TBH, this was only a glimpse into a larger situation.  

It's not to say she was 100% right in how she treated you IMO. You are right that she appeared to "invite" your interludes and then follow up with genuine and familiar foreplay but then once you were sailing towards a finish you basically were met with this turn-off - "your concern about finishing" (as perhaps being part of the "uncomfortable" narrative?) So basically you stopped. That was a good move.

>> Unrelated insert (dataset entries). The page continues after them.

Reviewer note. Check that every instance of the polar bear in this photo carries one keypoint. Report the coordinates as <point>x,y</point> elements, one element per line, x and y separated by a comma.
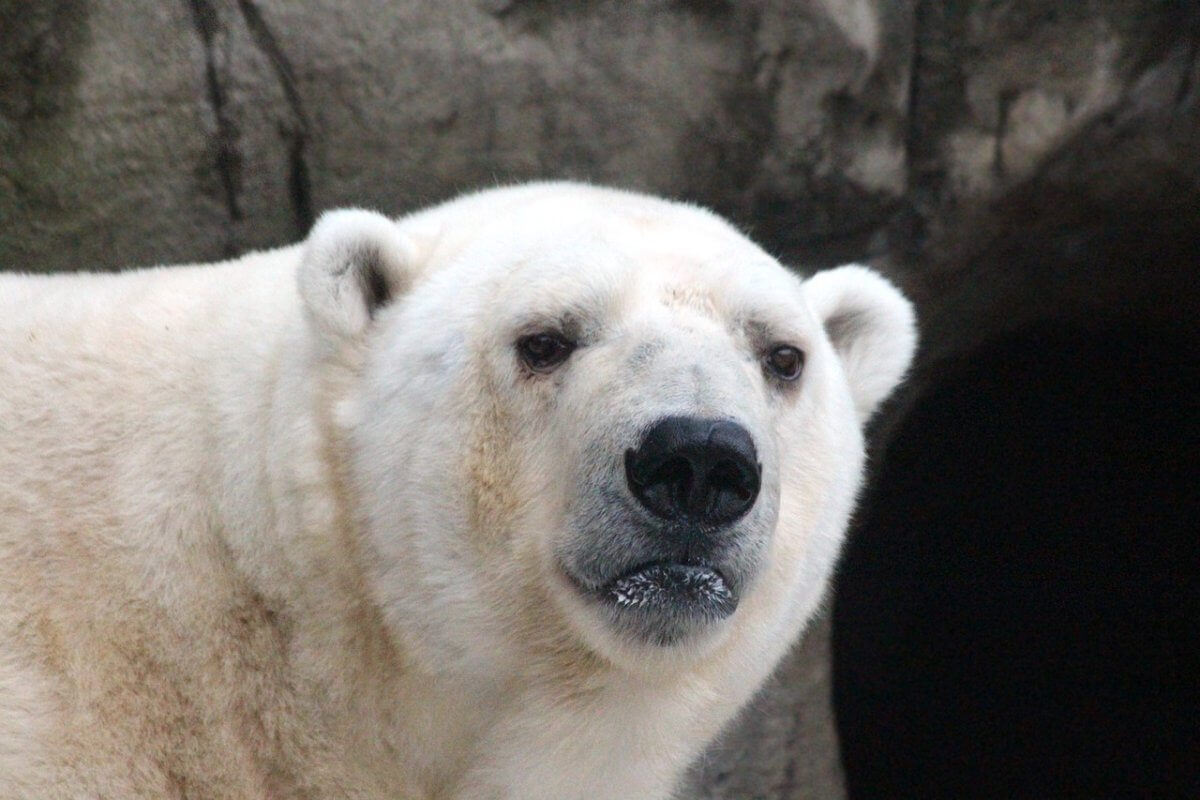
<point>521,497</point>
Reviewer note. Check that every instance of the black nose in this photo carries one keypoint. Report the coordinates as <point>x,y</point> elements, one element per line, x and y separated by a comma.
<point>700,470</point>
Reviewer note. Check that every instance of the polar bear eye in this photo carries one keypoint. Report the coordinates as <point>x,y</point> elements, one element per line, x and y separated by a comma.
<point>544,352</point>
<point>785,362</point>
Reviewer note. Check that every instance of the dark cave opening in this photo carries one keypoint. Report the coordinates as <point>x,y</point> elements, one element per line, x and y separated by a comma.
<point>1018,615</point>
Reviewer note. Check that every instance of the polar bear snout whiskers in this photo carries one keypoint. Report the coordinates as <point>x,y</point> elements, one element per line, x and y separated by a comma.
<point>699,470</point>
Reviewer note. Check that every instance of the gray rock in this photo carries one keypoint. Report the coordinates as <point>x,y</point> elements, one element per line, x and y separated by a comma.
<point>981,151</point>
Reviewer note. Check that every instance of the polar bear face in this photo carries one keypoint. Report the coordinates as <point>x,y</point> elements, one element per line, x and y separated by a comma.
<point>582,421</point>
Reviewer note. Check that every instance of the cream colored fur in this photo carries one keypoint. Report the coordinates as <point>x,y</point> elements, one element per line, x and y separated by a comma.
<point>280,528</point>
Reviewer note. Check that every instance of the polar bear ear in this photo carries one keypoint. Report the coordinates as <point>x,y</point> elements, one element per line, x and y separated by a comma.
<point>354,263</point>
<point>871,325</point>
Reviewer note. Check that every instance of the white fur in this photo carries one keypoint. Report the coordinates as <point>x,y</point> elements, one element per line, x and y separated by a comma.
<point>263,537</point>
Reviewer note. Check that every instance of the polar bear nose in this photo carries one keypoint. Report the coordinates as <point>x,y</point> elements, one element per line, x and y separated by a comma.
<point>695,469</point>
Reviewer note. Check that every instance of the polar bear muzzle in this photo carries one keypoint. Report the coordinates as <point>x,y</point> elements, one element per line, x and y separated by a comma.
<point>701,470</point>
<point>685,548</point>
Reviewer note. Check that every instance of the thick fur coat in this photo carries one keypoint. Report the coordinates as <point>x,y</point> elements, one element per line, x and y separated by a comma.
<point>315,523</point>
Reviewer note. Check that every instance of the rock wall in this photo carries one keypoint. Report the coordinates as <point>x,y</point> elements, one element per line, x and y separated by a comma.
<point>981,151</point>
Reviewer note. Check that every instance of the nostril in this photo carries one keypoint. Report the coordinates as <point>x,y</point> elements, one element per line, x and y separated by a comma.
<point>703,470</point>
<point>726,476</point>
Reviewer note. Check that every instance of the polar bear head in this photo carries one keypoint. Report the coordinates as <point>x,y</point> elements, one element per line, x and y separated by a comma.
<point>589,425</point>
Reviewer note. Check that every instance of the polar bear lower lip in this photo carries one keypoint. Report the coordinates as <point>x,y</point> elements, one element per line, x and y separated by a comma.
<point>672,587</point>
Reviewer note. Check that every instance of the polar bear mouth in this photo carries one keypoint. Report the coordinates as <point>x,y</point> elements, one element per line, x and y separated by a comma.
<point>682,591</point>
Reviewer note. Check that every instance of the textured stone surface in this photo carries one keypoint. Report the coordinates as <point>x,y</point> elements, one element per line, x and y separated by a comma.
<point>1006,161</point>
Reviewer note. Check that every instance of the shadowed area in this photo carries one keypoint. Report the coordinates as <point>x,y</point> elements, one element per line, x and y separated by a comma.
<point>1018,614</point>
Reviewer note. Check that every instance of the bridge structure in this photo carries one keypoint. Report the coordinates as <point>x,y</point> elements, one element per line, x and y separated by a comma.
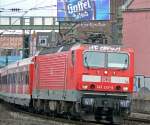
<point>33,23</point>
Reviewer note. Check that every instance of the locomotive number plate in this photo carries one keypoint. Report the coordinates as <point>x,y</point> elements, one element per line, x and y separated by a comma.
<point>106,79</point>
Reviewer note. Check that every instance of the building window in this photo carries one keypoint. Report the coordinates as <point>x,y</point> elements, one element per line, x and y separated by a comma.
<point>43,41</point>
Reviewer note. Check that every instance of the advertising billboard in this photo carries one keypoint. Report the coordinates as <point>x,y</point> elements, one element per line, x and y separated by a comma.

Instead though, this young woman launched into "over-thinking" as perhaps a result of her pain, the sexual turn-off, AND your "concern about finishing" each time. Why did she not then when you rightly complained "explain" to you OR ask your thoughts on how to correct the matter provided of course you meant something genuinely good for her (and not just a whimsical return of love technique if you understand my meaning?).

I get that the entire time you both proceeded VERY gently. She just was getting off in the sack only to get 3 demerits: pain, distance and disconnectivity all in short order.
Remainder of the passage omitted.